I want to have done it and succeeded because of it. As small and as insignificant as it may have seemed in the moment if I trusted the process I would be much better off in the end.


Trust the Process.

So let’s talk about how this might apply to you. Perhaps you’re not training for a big competition but you’re trying to start up a new nutrition routine that will allow you to lose fat / gain muscle and just feel healthier. You probably already have a perfect plan laid out for you with the portions you need to eat, the type of food you need to eat and how often.

So, at what point is it OK to deviate from that plan and still get the results you were looking for?
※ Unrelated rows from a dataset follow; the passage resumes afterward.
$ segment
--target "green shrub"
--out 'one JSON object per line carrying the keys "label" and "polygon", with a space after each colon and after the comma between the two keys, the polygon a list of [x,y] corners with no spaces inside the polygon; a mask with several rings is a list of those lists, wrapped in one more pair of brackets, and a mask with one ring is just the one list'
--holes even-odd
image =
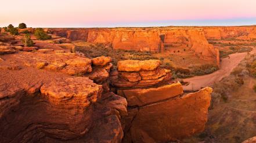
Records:
{"label": "green shrub", "polygon": [[34,42],[31,39],[30,34],[26,34],[24,36],[23,42],[24,46],[31,47],[34,44]]}
{"label": "green shrub", "polygon": [[24,23],[20,23],[19,24],[19,28],[20,29],[25,29],[27,28],[27,25]]}
{"label": "green shrub", "polygon": [[23,34],[28,34],[28,33],[30,33],[30,32],[29,32],[28,30],[24,30],[20,33],[23,33]]}
{"label": "green shrub", "polygon": [[7,32],[8,31],[8,29],[6,27],[3,27],[3,29],[5,29],[5,32]]}
{"label": "green shrub", "polygon": [[9,32],[10,32],[10,33],[13,35],[19,35],[19,31],[18,29],[16,28],[12,28],[9,29]]}
{"label": "green shrub", "polygon": [[37,28],[34,34],[35,36],[38,40],[45,40],[52,38],[52,36],[48,35],[41,28]]}

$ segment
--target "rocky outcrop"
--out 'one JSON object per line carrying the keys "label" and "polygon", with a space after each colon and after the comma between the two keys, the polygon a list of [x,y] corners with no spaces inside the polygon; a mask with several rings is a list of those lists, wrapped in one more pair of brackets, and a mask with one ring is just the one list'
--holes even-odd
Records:
{"label": "rocky outcrop", "polygon": [[[164,46],[154,39],[159,31],[116,31],[116,41],[107,43],[156,51],[160,40]],[[112,38],[106,34],[90,38]],[[37,40],[35,48],[17,40],[2,44],[13,52],[0,55],[1,142],[168,142],[204,128],[211,88],[185,94],[159,60],[121,61],[110,72],[110,57],[78,56],[71,43]]]}
{"label": "rocky outcrop", "polygon": [[252,137],[248,140],[245,140],[242,143],[254,143],[256,142],[256,137]]}
{"label": "rocky outcrop", "polygon": [[254,40],[256,39],[256,28],[248,27],[203,27],[206,38],[210,40],[233,39]]}
{"label": "rocky outcrop", "polygon": [[125,60],[117,63],[118,72],[111,73],[111,85],[118,88],[149,87],[171,79],[170,70],[160,68],[159,60]]}
{"label": "rocky outcrop", "polygon": [[0,68],[1,142],[120,142],[125,99],[66,72],[91,72],[91,59],[41,51],[1,56],[0,67],[20,68]]}
{"label": "rocky outcrop", "polygon": [[71,40],[100,43],[114,49],[163,52],[170,47],[183,46],[194,51],[202,59],[214,61],[218,65],[219,64],[219,51],[208,43],[201,28],[80,28],[49,31]]}
{"label": "rocky outcrop", "polygon": [[185,95],[161,64],[158,60],[122,61],[111,73],[112,85],[128,101],[124,142],[167,142],[204,129],[212,89]]}
{"label": "rocky outcrop", "polygon": [[[128,105],[139,107],[129,108],[128,116],[125,118],[125,142],[167,142],[204,130],[212,89],[205,88],[181,97],[181,85],[171,85],[165,86],[168,90],[164,92],[156,88],[144,91],[143,94],[140,91],[135,93],[133,96],[139,96],[139,101],[143,95],[158,97],[153,100],[140,101],[143,104],[128,100]],[[174,92],[175,88],[179,90]],[[124,91],[124,95],[129,97],[125,94],[128,92]]]}
{"label": "rocky outcrop", "polygon": [[163,43],[167,46],[166,50],[173,47],[189,47],[201,59],[215,61],[219,65],[219,50],[209,44],[202,29],[171,28],[161,30],[161,33]]}

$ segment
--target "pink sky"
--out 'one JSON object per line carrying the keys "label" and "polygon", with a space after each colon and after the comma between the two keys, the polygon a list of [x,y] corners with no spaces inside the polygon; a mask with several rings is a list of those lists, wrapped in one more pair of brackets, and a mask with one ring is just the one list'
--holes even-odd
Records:
{"label": "pink sky", "polygon": [[256,0],[3,0],[1,5],[0,27],[207,25],[204,20],[225,25],[226,20],[256,24]]}

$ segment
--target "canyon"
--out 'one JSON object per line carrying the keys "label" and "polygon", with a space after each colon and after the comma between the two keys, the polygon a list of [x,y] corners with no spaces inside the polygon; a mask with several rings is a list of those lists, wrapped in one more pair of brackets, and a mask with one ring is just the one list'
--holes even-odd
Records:
{"label": "canyon", "polygon": [[[139,54],[184,54],[221,70],[225,60],[220,51],[225,47],[221,44],[256,40],[254,26],[44,30],[52,39],[39,40],[32,34],[33,47],[23,45],[23,35],[1,30],[1,142],[181,142],[204,131],[211,116],[212,84],[187,90],[191,84],[174,79],[164,60],[114,63],[109,56],[86,57],[90,53],[78,50],[84,47],[77,43]],[[238,54],[242,56],[222,78],[246,56]]]}

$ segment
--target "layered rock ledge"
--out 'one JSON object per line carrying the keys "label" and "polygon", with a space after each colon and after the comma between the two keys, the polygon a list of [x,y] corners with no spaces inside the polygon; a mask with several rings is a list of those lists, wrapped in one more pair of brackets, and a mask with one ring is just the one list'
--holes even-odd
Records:
{"label": "layered rock ledge", "polygon": [[1,142],[120,142],[126,99],[85,77],[91,59],[41,51],[1,57]]}
{"label": "layered rock ledge", "polygon": [[158,60],[122,61],[111,73],[113,88],[128,101],[124,142],[167,142],[204,129],[212,89],[185,94],[161,64]]}
{"label": "layered rock ledge", "polygon": [[170,70],[160,67],[159,60],[125,60],[117,63],[118,72],[111,73],[113,86],[118,88],[149,87],[168,82]]}

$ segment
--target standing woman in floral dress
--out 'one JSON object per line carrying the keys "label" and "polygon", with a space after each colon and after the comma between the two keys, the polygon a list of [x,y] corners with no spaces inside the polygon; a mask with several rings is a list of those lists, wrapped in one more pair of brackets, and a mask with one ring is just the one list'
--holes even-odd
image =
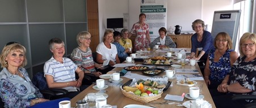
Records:
{"label": "standing woman in floral dress", "polygon": [[136,36],[135,42],[135,49],[136,51],[148,46],[150,43],[149,25],[144,21],[145,19],[146,15],[144,13],[140,14],[140,21],[133,24],[129,33],[129,38],[132,34]]}

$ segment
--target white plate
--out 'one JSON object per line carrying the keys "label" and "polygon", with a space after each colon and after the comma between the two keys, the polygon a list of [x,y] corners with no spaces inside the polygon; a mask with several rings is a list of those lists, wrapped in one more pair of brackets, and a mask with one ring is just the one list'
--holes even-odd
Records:
{"label": "white plate", "polygon": [[178,58],[177,57],[174,57],[173,59],[175,59],[175,60],[181,60],[182,58]]}
{"label": "white plate", "polygon": [[103,74],[99,76],[101,79],[111,79],[111,74]]}
{"label": "white plate", "polygon": [[[174,63],[176,63],[176,64],[181,64],[181,62],[179,61],[176,61],[176,62],[174,62]],[[185,64],[187,64],[187,63],[188,63],[188,62],[185,62]]]}
{"label": "white plate", "polygon": [[[95,93],[95,95],[103,95],[104,97],[105,97],[106,98],[108,97],[108,95],[107,94],[106,94],[104,93]],[[85,100],[88,100],[88,97],[87,97],[87,95],[85,96]]]}
{"label": "white plate", "polygon": [[130,104],[126,105],[125,106],[124,106],[123,108],[138,108],[138,107],[143,107],[143,108],[154,108],[150,106],[147,106],[145,105],[136,105],[136,104]]}
{"label": "white plate", "polygon": [[124,62],[125,62],[126,63],[134,63],[134,61],[132,61],[132,62],[128,62],[125,60]]}
{"label": "white plate", "polygon": [[115,81],[115,80],[114,80],[112,79],[110,79],[110,81],[112,81],[112,82],[120,82],[120,81],[123,81],[123,79],[122,78],[120,78],[119,80],[118,80],[118,81]]}
{"label": "white plate", "polygon": [[196,83],[196,81],[195,81],[190,80],[190,81],[193,81],[193,82],[194,82],[194,84],[181,84],[181,80],[178,80],[178,81],[177,81],[177,84],[178,84],[178,85],[184,85],[184,86],[188,86],[188,87],[192,87],[193,85],[195,85],[195,84]]}
{"label": "white plate", "polygon": [[182,66],[180,65],[180,64],[173,64],[173,65],[171,65],[171,67],[175,67],[175,68],[180,68],[180,67],[182,67]]}
{"label": "white plate", "polygon": [[203,95],[202,95],[202,94],[200,94],[199,97],[198,97],[198,98],[192,98],[191,97],[190,97],[190,93],[187,93],[187,94],[185,94],[185,97],[187,98],[188,98],[190,100],[196,100],[196,99],[204,98],[204,96]]}
{"label": "white plate", "polygon": [[[163,77],[167,77],[166,75],[163,75]],[[171,77],[171,78],[168,77],[168,79],[172,80],[172,79],[175,79],[175,78],[176,78],[176,75],[173,75],[173,77]]]}
{"label": "white plate", "polygon": [[103,90],[103,89],[105,89],[107,88],[108,87],[108,85],[105,85],[103,88],[100,89],[97,87],[97,85],[94,85],[93,87],[93,88],[94,89],[96,89],[96,90]]}
{"label": "white plate", "polygon": [[187,101],[184,102],[183,103],[182,103],[182,105],[183,105],[185,107],[190,108],[190,102],[194,102],[195,101],[195,100]]}

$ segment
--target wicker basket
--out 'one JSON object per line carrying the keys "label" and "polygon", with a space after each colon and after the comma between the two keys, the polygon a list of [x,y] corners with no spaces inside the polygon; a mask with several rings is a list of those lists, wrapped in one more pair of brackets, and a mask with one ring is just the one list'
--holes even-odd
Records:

How many times can you “cheat” or “have a little something extra” or “forget to take this vitamin” before it starts to take away from your end goal – or pushes that end goal further and further away from you?

Let’s even look at the non-nutritional things that aren’t even in your eating plan. What happens when you don’t get enough sleep and are groggy, stressed, tired, and wanting that quick sweet cookie fix to make your day temporarily better? What happens when you don’t get to the gym to burn off those extra calories you needed to for that day?

Ok, so having a little slip up here and there will happen. But the more you can control how often those do happen by addressing all the little variables and things (resisting those sweet tooth cravings or that extra drink you want when going out with friends, getting to the early gym class like you intended to even though it means forcing yourself to get up extra early), the more those little achievements and success will add up to a better you in the long run.

 

Trust the process. Focus on doing the little things – because they really do matter.